Disc two archives rehearsal demos — stuff never intended for release at the time, literally the sound of the band evolving in their practice space. Hell, you want lo-fi? Vocalist Bobby Liebling never owned a real PA system, according to O'Keefe, and often plugged his mic into a spare guitar amp! The results can drag a bit (as anyone who's sat through someone else's band practice can well imagine) — but there are some amazing songs here, and if this is the only way we can get 'em in their original form, I'll take them.

O'Keefe's liner notes beg one question — when is this poor S.O.B. gonna write a book? Taking an unflinching look at where the band stumbled on their vain quest for the big time, he documents studio squabbles with BLUE ÖYSTER CULT producer Sandy Krugman and a disastrous audition in a friend's living room in front of Gene Simmons and Paul Stanley. He also casts an unsentimental eye on the band's own songs (calling Liebling's work on one track "amazing. Dumb, but amazing") and admits when they were writing with one eye on the brass ring.

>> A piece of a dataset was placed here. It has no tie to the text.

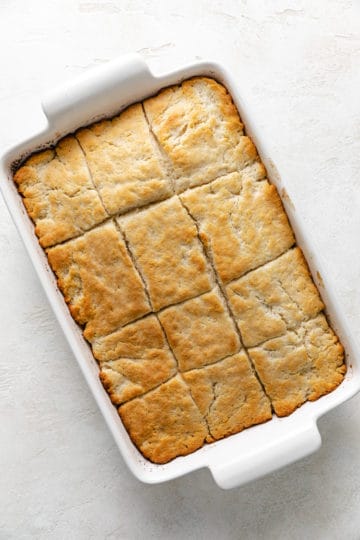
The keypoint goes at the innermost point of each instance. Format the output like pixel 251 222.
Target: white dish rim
pixel 99 93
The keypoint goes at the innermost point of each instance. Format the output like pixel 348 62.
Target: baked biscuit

Overall, fans couldn't ask for a better, more exhaustive document of unearthed treasures. Casual fans should start with the first disc in this collection, by all means — it hangs together better, and is about as close to a best-of as PENTAGRAM can achieve, given the limits of the '70s lineup's source material. But for the diehard denizens of the ram's head, reviews are moot — there's only the freaked-out doom rock eccentricity of PENTAGRAM, and every crumb from their table is well worth collecting and enjoying. One of the all-time underrated, unfairly-passed-over rock and roll bands, well deserving of the cult that's sprung up around them since those relatively innocent days.